As the roller coaster goes, I am now trying to find quotes that may help us all, specially those just starting this process. I am not feeling bad like the other day. As days go by I find really great information, i even learn by thinking about life and what I have gone through. 

Anyway, I found this comment in a website called since my divorce,

"Have you heard the expression “Never regret anything that has made you smile?” I like that – some people look back and say ‘I married the wrong guy.’ Apparently you didn’t – you married somebody you thought you loved. You married someone you thought you were going to be with the rest of your life. You can’t regret that.

I was seeing myself as a failure because I couldn’t please rather than recognizing that we each served a purpose to each other and then the purpose was served and it was time to move on. It wasn’t necessarily a failure.

Recognizing that I can learn something from every encounter, every experience and every relationship is pretty significant."

I loved how this person sees her marriage/divorce, that's they right way to see it I think.
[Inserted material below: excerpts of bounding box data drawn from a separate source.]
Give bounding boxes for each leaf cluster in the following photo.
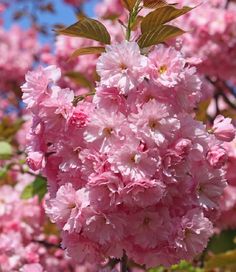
[56,0,192,58]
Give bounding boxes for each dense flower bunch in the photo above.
[0,171,109,272]
[22,38,235,267]
[0,26,40,91]
[217,140,236,229]
[179,0,236,80]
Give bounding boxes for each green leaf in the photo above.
[141,5,192,33]
[0,166,8,180]
[205,250,236,269]
[143,0,168,9]
[0,117,24,140]
[207,230,236,254]
[0,141,13,160]
[21,176,47,200]
[138,25,185,48]
[121,0,137,11]
[56,18,111,44]
[70,46,106,58]
[65,71,94,90]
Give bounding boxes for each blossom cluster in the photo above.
[22,41,235,267]
[179,0,236,80]
[0,26,40,92]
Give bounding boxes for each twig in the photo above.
[120,251,128,272]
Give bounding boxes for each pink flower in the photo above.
[84,109,127,152]
[97,41,148,94]
[148,45,185,88]
[27,152,46,171]
[130,99,180,145]
[108,138,159,180]
[21,66,61,108]
[46,183,89,232]
[207,145,228,168]
[121,179,166,208]
[176,209,213,260]
[212,115,235,142]
[20,263,43,272]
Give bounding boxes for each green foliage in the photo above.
[148,261,204,272]
[138,1,192,48]
[205,250,236,272]
[121,0,137,11]
[138,25,185,48]
[207,230,236,254]
[141,5,192,33]
[21,176,47,200]
[71,46,105,58]
[0,141,13,160]
[65,71,94,90]
[56,18,111,44]
[171,261,204,272]
[143,0,168,9]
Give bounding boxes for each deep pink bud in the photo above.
[212,115,235,142]
[207,146,228,168]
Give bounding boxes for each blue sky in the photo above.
[4,0,99,42]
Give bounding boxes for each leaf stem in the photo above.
[120,251,128,272]
[126,0,142,41]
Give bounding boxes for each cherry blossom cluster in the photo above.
[179,0,236,80]
[0,171,110,272]
[217,140,236,229]
[22,38,235,267]
[0,26,40,91]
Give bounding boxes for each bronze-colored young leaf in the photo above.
[141,5,192,33]
[138,25,185,48]
[121,0,137,11]
[70,46,105,58]
[205,250,236,271]
[143,0,168,9]
[21,176,47,200]
[56,18,111,44]
[65,71,94,90]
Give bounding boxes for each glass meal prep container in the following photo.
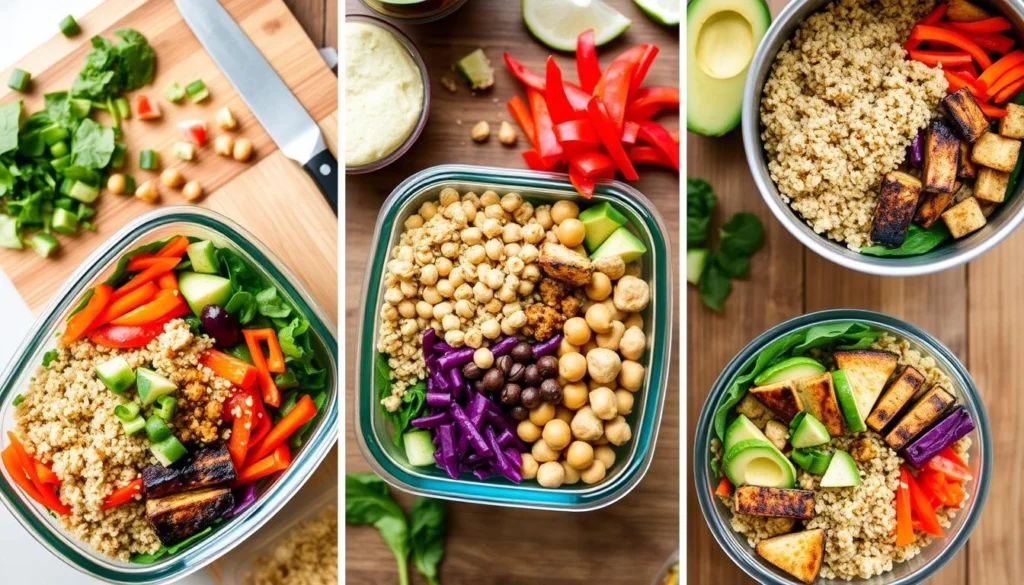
[693,309,992,585]
[0,206,338,584]
[353,165,674,511]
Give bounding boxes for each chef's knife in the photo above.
[175,0,338,214]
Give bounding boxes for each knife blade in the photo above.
[175,0,338,215]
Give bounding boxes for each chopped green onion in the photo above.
[114,403,142,422]
[7,69,32,92]
[60,14,82,37]
[138,149,160,171]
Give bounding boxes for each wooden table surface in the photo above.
[686,0,1024,585]
[345,0,679,585]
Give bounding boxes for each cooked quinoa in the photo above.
[761,0,948,249]
[14,320,230,560]
[246,506,338,585]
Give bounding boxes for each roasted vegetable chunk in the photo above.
[924,120,959,193]
[886,384,956,451]
[733,486,814,520]
[942,87,988,142]
[145,488,234,546]
[871,173,925,248]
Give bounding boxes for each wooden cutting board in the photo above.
[0,0,338,320]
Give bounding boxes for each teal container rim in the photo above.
[0,206,339,585]
[352,165,675,511]
[693,308,992,585]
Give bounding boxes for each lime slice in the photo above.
[633,0,683,27]
[522,0,632,51]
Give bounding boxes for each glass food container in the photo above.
[0,206,338,584]
[353,165,675,511]
[693,309,992,585]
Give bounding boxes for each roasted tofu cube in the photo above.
[974,167,1010,203]
[971,132,1021,173]
[942,87,989,142]
[886,384,956,451]
[864,366,925,432]
[999,103,1024,140]
[942,197,986,238]
[538,242,593,287]
[797,372,845,436]
[755,528,825,584]
[871,173,925,248]
[923,120,959,193]
[751,380,804,423]
[732,486,814,520]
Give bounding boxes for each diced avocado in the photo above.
[754,357,825,386]
[456,49,495,91]
[821,451,860,488]
[790,414,831,449]
[95,356,135,394]
[724,438,797,488]
[135,368,178,407]
[833,370,867,432]
[178,271,231,315]
[580,201,628,252]
[590,226,647,264]
[186,240,217,275]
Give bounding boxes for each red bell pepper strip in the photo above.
[577,29,601,93]
[246,394,316,464]
[638,120,679,171]
[587,96,640,180]
[99,477,142,510]
[904,25,992,69]
[526,89,562,166]
[60,285,114,345]
[949,16,1013,35]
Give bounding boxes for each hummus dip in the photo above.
[345,23,423,167]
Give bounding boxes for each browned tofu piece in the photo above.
[732,486,814,520]
[871,171,921,248]
[942,197,986,238]
[974,167,1010,203]
[923,120,959,193]
[999,103,1024,140]
[971,132,1021,173]
[751,380,804,423]
[797,372,844,436]
[538,242,593,287]
[886,384,956,451]
[942,87,989,142]
[864,366,925,432]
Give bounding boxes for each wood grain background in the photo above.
[345,0,679,585]
[686,0,1024,585]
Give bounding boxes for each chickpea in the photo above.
[519,453,539,479]
[580,459,607,486]
[515,419,541,443]
[537,461,565,488]
[586,303,611,333]
[590,387,618,420]
[529,403,561,426]
[551,199,582,224]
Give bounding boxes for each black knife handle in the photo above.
[302,149,341,215]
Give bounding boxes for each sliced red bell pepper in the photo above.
[99,477,142,510]
[587,96,640,180]
[60,285,114,345]
[577,29,601,93]
[904,25,992,69]
[526,89,562,166]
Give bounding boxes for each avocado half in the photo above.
[686,0,771,136]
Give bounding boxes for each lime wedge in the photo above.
[633,0,683,27]
[522,0,632,51]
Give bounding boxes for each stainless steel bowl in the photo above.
[742,0,1024,277]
Less drama.


----------



## The Destroyer (Aug 3, 2010)

I don't know what type of quotes you were looking for but this one is talking to me today...

Relationships are like glass. Sometimes it's better to leave them broken than try to hurt yourself putting it back together.


----------



## PreludeCkN (Jan 21, 2010)

For me this called out to me and I believed in his promise:

Isaiah 54: 4-8 (NIV)

4 "Do not be afraid; you will not suffer shame.
Do not fear disgrace; you will not be humiliated.
You will forget the shame of your youth
and remember no more the reproach of your widowhood.

5 For your Maker is your husband—
the LORD Almighty is his name—
the Holy One of Israel is your Redeemer;
he is called the God of all the earth.

6 The LORD will call you back
as if you were a wife deserted and distressed in spirit—
a wife who married young,
only to be rejected," says your God.

7 "For a brief moment I abandoned you,
but with deep compassion I will bring you back.

8 In a surge of anger
I hid my face from you for a moment,
but with everlasting kindness
I will have compassion on you,"
says the LORD your Redeemer.


----------



## stbxhmaybe (Apr 29, 2010)

Really good both of them


----------